We will be performing this song sometime soon, for the school, so watch out!

Wednesday, 17 May 2017

Anatomy and Biomechanics Revision Quiz

Anatomy and Biomechanics so far
Please complete the following tasks as a recap over what you should already know, then share your work with me:


  1. Label the numbered bones of the skeleton:


  1. Cranium
  2. Mandible
  3. Clavicle
  4. Scapula
  5. Humerus
  6. Ribs
  7. Pelvis
  8. Sacrum
  9. Metacarpals
  10. Phalanges
  11. Ulna
  12. Patela
  13. Tibia
  14. Fibula
  15. Femur
  16. Radius
  17. Pelvic Girdle
  18. Vertebrae
  19. Ribs
  20. Sternum
  21. Vertebrae
  22. Metatarsals

2. Label 5 muscles of the body:
  1. Pectoralis Major
  2. Tibialis Anterior
  3. Abdominis rectus
  4. Deltoid
  5. Latissimus Dorsi


3.Name the 3 different types of joint, and give an example of where they are found on the body:
  1. Ball and Socket, Hip
  2. Condyloid, Metacarpals
  3. Hinge, Elbow


4. Define an agonist: the contracting muscle
5. Define an antagonist: the relaxing muscle


6. When going from sitting down to standing up, complete the following:
  1. Joint type: ball and Socket in the hip
  2. movement/action: Flexion to Extension
  3. Agonist: Gluteus Maximus
  4. Antagonist: Iliopsoas

7. Explain how the above movement occurs, using your understanding of muscles and movement.

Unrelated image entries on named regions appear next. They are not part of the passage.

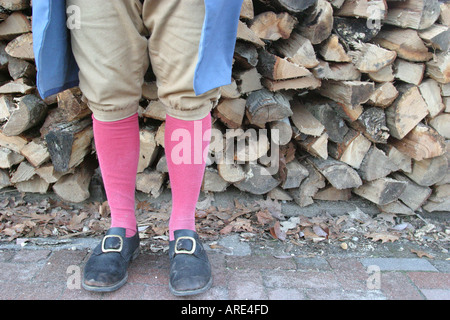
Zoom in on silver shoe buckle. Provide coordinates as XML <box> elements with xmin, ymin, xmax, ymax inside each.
<box><xmin>102</xmin><ymin>234</ymin><xmax>123</xmax><ymax>253</ymax></box>
<box><xmin>175</xmin><ymin>236</ymin><xmax>197</xmax><ymax>254</ymax></box>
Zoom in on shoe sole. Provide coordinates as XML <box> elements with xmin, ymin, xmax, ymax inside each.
<box><xmin>169</xmin><ymin>277</ymin><xmax>213</xmax><ymax>297</ymax></box>
<box><xmin>81</xmin><ymin>247</ymin><xmax>141</xmax><ymax>292</ymax></box>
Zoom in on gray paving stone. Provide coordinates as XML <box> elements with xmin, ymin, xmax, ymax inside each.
<box><xmin>360</xmin><ymin>258</ymin><xmax>438</xmax><ymax>272</ymax></box>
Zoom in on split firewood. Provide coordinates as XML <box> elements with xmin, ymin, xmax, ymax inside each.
<box><xmin>358</xmin><ymin>146</ymin><xmax>397</xmax><ymax>181</ymax></box>
<box><xmin>240</xmin><ymin>0</ymin><xmax>255</xmax><ymax>20</ymax></box>
<box><xmin>221</xmin><ymin>78</ymin><xmax>241</xmax><ymax>99</ymax></box>
<box><xmin>233</xmin><ymin>68</ymin><xmax>263</xmax><ymax>94</ymax></box>
<box><xmin>250</xmin><ymin>11</ymin><xmax>297</xmax><ymax>41</ymax></box>
<box><xmin>258</xmin><ymin>49</ymin><xmax>311</xmax><ymax>80</ymax></box>
<box><xmin>20</xmin><ymin>138</ymin><xmax>50</xmax><ymax>167</ymax></box>
<box><xmin>276</xmin><ymin>31</ymin><xmax>319</xmax><ymax>68</ymax></box>
<box><xmin>280</xmin><ymin>160</ymin><xmax>309</xmax><ymax>189</ymax></box>
<box><xmin>258</xmin><ymin>0</ymin><xmax>317</xmax><ymax>13</ymax></box>
<box><xmin>353</xmin><ymin>178</ymin><xmax>406</xmax><ymax>205</ymax></box>
<box><xmin>0</xmin><ymin>78</ymin><xmax>35</xmax><ymax>94</ymax></box>
<box><xmin>3</xmin><ymin>95</ymin><xmax>47</xmax><ymax>136</ymax></box>
<box><xmin>350</xmin><ymin>107</ymin><xmax>389</xmax><ymax>143</ymax></box>
<box><xmin>142</xmin><ymin>100</ymin><xmax>166</xmax><ymax>121</ymax></box>
<box><xmin>296</xmin><ymin>132</ymin><xmax>328</xmax><ymax>159</ymax></box>
<box><xmin>419</xmin><ymin>24</ymin><xmax>450</xmax><ymax>51</ymax></box>
<box><xmin>0</xmin><ymin>169</ymin><xmax>12</xmax><ymax>190</ymax></box>
<box><xmin>5</xmin><ymin>32</ymin><xmax>34</xmax><ymax>61</ymax></box>
<box><xmin>0</xmin><ymin>12</ymin><xmax>31</xmax><ymax>40</ymax></box>
<box><xmin>0</xmin><ymin>147</ymin><xmax>25</xmax><ymax>169</ymax></box>
<box><xmin>262</xmin><ymin>76</ymin><xmax>321</xmax><ymax>92</ymax></box>
<box><xmin>394</xmin><ymin>59</ymin><xmax>425</xmax><ymax>85</ymax></box>
<box><xmin>45</xmin><ymin>119</ymin><xmax>94</xmax><ymax>172</ymax></box>
<box><xmin>367</xmin><ymin>82</ymin><xmax>398</xmax><ymax>108</ymax></box>
<box><xmin>373</xmin><ymin>27</ymin><xmax>432</xmax><ymax>62</ymax></box>
<box><xmin>288</xmin><ymin>160</ymin><xmax>325</xmax><ymax>207</ymax></box>
<box><xmin>246</xmin><ymin>89</ymin><xmax>292</xmax><ymax>125</ymax></box>
<box><xmin>35</xmin><ymin>163</ymin><xmax>74</xmax><ymax>184</ymax></box>
<box><xmin>0</xmin><ymin>0</ymin><xmax>30</xmax><ymax>11</ymax></box>
<box><xmin>423</xmin><ymin>184</ymin><xmax>450</xmax><ymax>212</ymax></box>
<box><xmin>391</xmin><ymin>123</ymin><xmax>445</xmax><ymax>161</ymax></box>
<box><xmin>11</xmin><ymin>161</ymin><xmax>36</xmax><ymax>184</ymax></box>
<box><xmin>14</xmin><ymin>175</ymin><xmax>50</xmax><ymax>194</ymax></box>
<box><xmin>316</xmin><ymin>80</ymin><xmax>375</xmax><ymax>105</ymax></box>
<box><xmin>53</xmin><ymin>160</ymin><xmax>95</xmax><ymax>203</ymax></box>
<box><xmin>335</xmin><ymin>0</ymin><xmax>388</xmax><ymax>20</ymax></box>
<box><xmin>237</xmin><ymin>21</ymin><xmax>265</xmax><ymax>47</ymax></box>
<box><xmin>378</xmin><ymin>143</ymin><xmax>411</xmax><ymax>172</ymax></box>
<box><xmin>217</xmin><ymin>162</ymin><xmax>245</xmax><ymax>183</ymax></box>
<box><xmin>438</xmin><ymin>2</ymin><xmax>450</xmax><ymax>27</ymax></box>
<box><xmin>333</xmin><ymin>16</ymin><xmax>380</xmax><ymax>43</ymax></box>
<box><xmin>328</xmin><ymin>128</ymin><xmax>372</xmax><ymax>169</ymax></box>
<box><xmin>308</xmin><ymin>158</ymin><xmax>362</xmax><ymax>190</ymax></box>
<box><xmin>137</xmin><ymin>127</ymin><xmax>159</xmax><ymax>173</ymax></box>
<box><xmin>329</xmin><ymin>101</ymin><xmax>364</xmax><ymax>122</ymax></box>
<box><xmin>405</xmin><ymin>155</ymin><xmax>448</xmax><ymax>187</ymax></box>
<box><xmin>298</xmin><ymin>0</ymin><xmax>333</xmax><ymax>44</ymax></box>
<box><xmin>384</xmin><ymin>0</ymin><xmax>440</xmax><ymax>29</ymax></box>
<box><xmin>269</xmin><ymin>117</ymin><xmax>292</xmax><ymax>146</ymax></box>
<box><xmin>392</xmin><ymin>172</ymin><xmax>432</xmax><ymax>211</ymax></box>
<box><xmin>385</xmin><ymin>85</ymin><xmax>428</xmax><ymax>139</ymax></box>
<box><xmin>266</xmin><ymin>185</ymin><xmax>294</xmax><ymax>201</ymax></box>
<box><xmin>0</xmin><ymin>94</ymin><xmax>16</xmax><ymax>121</ymax></box>
<box><xmin>304</xmin><ymin>99</ymin><xmax>348</xmax><ymax>143</ymax></box>
<box><xmin>202</xmin><ymin>167</ymin><xmax>230</xmax><ymax>192</ymax></box>
<box><xmin>429</xmin><ymin>113</ymin><xmax>450</xmax><ymax>139</ymax></box>
<box><xmin>233</xmin><ymin>163</ymin><xmax>280</xmax><ymax>194</ymax></box>
<box><xmin>426</xmin><ymin>51</ymin><xmax>450</xmax><ymax>83</ymax></box>
<box><xmin>136</xmin><ymin>169</ymin><xmax>166</xmax><ymax>198</ymax></box>
<box><xmin>313</xmin><ymin>185</ymin><xmax>352</xmax><ymax>201</ymax></box>
<box><xmin>313</xmin><ymin>60</ymin><xmax>361</xmax><ymax>81</ymax></box>
<box><xmin>319</xmin><ymin>34</ymin><xmax>352</xmax><ymax>62</ymax></box>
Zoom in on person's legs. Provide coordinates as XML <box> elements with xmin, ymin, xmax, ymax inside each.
<box><xmin>67</xmin><ymin>0</ymin><xmax>149</xmax><ymax>236</ymax></box>
<box><xmin>143</xmin><ymin>0</ymin><xmax>220</xmax><ymax>240</ymax></box>
<box><xmin>143</xmin><ymin>0</ymin><xmax>220</xmax><ymax>295</ymax></box>
<box><xmin>164</xmin><ymin>114</ymin><xmax>211</xmax><ymax>240</ymax></box>
<box><xmin>67</xmin><ymin>0</ymin><xmax>149</xmax><ymax>291</ymax></box>
<box><xmin>92</xmin><ymin>113</ymin><xmax>140</xmax><ymax>237</ymax></box>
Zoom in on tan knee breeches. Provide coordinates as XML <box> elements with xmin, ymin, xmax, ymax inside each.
<box><xmin>67</xmin><ymin>0</ymin><xmax>220</xmax><ymax>121</ymax></box>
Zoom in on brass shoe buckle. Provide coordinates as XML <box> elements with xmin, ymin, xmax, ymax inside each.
<box><xmin>102</xmin><ymin>234</ymin><xmax>123</xmax><ymax>253</ymax></box>
<box><xmin>175</xmin><ymin>236</ymin><xmax>197</xmax><ymax>254</ymax></box>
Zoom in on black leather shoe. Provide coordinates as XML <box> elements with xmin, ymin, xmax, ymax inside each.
<box><xmin>82</xmin><ymin>228</ymin><xmax>139</xmax><ymax>292</ymax></box>
<box><xmin>169</xmin><ymin>230</ymin><xmax>212</xmax><ymax>296</ymax></box>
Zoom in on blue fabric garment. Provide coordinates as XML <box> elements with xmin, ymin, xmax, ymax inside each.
<box><xmin>33</xmin><ymin>0</ymin><xmax>79</xmax><ymax>99</ymax></box>
<box><xmin>33</xmin><ymin>0</ymin><xmax>243</xmax><ymax>99</ymax></box>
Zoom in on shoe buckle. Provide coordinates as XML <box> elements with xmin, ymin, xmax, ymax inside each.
<box><xmin>175</xmin><ymin>236</ymin><xmax>197</xmax><ymax>254</ymax></box>
<box><xmin>102</xmin><ymin>234</ymin><xmax>123</xmax><ymax>253</ymax></box>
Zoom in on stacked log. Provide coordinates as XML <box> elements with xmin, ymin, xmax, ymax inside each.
<box><xmin>0</xmin><ymin>0</ymin><xmax>450</xmax><ymax>214</ymax></box>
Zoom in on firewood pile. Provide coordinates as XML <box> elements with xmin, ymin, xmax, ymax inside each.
<box><xmin>0</xmin><ymin>0</ymin><xmax>450</xmax><ymax>214</ymax></box>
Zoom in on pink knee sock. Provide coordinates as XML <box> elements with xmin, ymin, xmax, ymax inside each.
<box><xmin>92</xmin><ymin>114</ymin><xmax>139</xmax><ymax>237</ymax></box>
<box><xmin>164</xmin><ymin>114</ymin><xmax>211</xmax><ymax>240</ymax></box>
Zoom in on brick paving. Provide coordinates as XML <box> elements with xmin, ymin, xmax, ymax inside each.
<box><xmin>0</xmin><ymin>241</ymin><xmax>450</xmax><ymax>301</ymax></box>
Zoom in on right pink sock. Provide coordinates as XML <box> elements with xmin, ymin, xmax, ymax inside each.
<box><xmin>92</xmin><ymin>113</ymin><xmax>140</xmax><ymax>237</ymax></box>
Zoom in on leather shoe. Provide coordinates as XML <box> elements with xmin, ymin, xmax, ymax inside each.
<box><xmin>169</xmin><ymin>230</ymin><xmax>212</xmax><ymax>296</ymax></box>
<box><xmin>82</xmin><ymin>228</ymin><xmax>140</xmax><ymax>292</ymax></box>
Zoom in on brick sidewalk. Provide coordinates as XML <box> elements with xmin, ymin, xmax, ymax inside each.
<box><xmin>0</xmin><ymin>248</ymin><xmax>450</xmax><ymax>300</ymax></box>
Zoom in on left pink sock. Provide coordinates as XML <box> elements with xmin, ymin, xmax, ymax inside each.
<box><xmin>92</xmin><ymin>113</ymin><xmax>140</xmax><ymax>237</ymax></box>
<box><xmin>164</xmin><ymin>114</ymin><xmax>211</xmax><ymax>240</ymax></box>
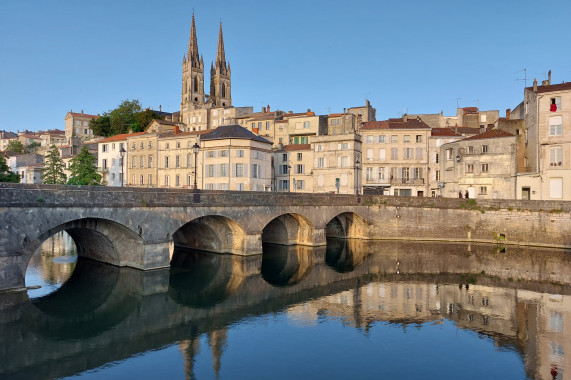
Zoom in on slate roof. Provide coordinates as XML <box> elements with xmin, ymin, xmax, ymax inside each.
<box><xmin>201</xmin><ymin>124</ymin><xmax>271</xmax><ymax>144</ymax></box>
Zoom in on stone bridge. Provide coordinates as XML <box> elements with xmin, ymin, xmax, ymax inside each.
<box><xmin>0</xmin><ymin>184</ymin><xmax>571</xmax><ymax>290</ymax></box>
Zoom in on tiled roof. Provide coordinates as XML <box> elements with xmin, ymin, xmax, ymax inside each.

8. Complete the following table:


Term
Definition
Affect on exercise
Links to a sport
Eg. COG
Centre of gravity - the middle point of a balanced body
If COG is outside of BOS you will become unstable
A wrestler tries to maintain a low COG to be more effective
BOS
Base of support is the area within an object's point of contact with the ground
If you have a small BOS you will be less stable
A tennis player maintains a large BOS to stay stable while returning a serve
VLG
The line that passes through your COG to the ground in the middle of your BOS
If your VLG does not go through your COG you a more likely to be unstable
While turning while running in football a player will turn their body so they VLG is centre to the COG and BOS


9. For the following diagram, explain how the athlete is using force summation to produce a successful pitch:


This athlete is using force summation to produce a successful pitch because he is using the corresponding muscles of the pitch in the correct order and at the optimal time to create the maximum amount of force.


10. For each of Newtons 3 laws, state what they are, explain them, and give an example of their application to a sporting context.
  1. An object will remain at a constant state of inertia unless acted upon by an external force.
If you were to kick a ball in football it would not stop unless acted upon by air resistance or if it hit the ground etc.


2. An object will accelerate in proportion to the force applied and the direction it is applied. The mass and size will also affect the acceleration of an object.
If you hit a tennis ball the force applied and the force exerted will be different to that of a football as the masses are different.


3. Every action has an equal and opposite reaction. While running the force you apply to the ground is then applied back up as a support force.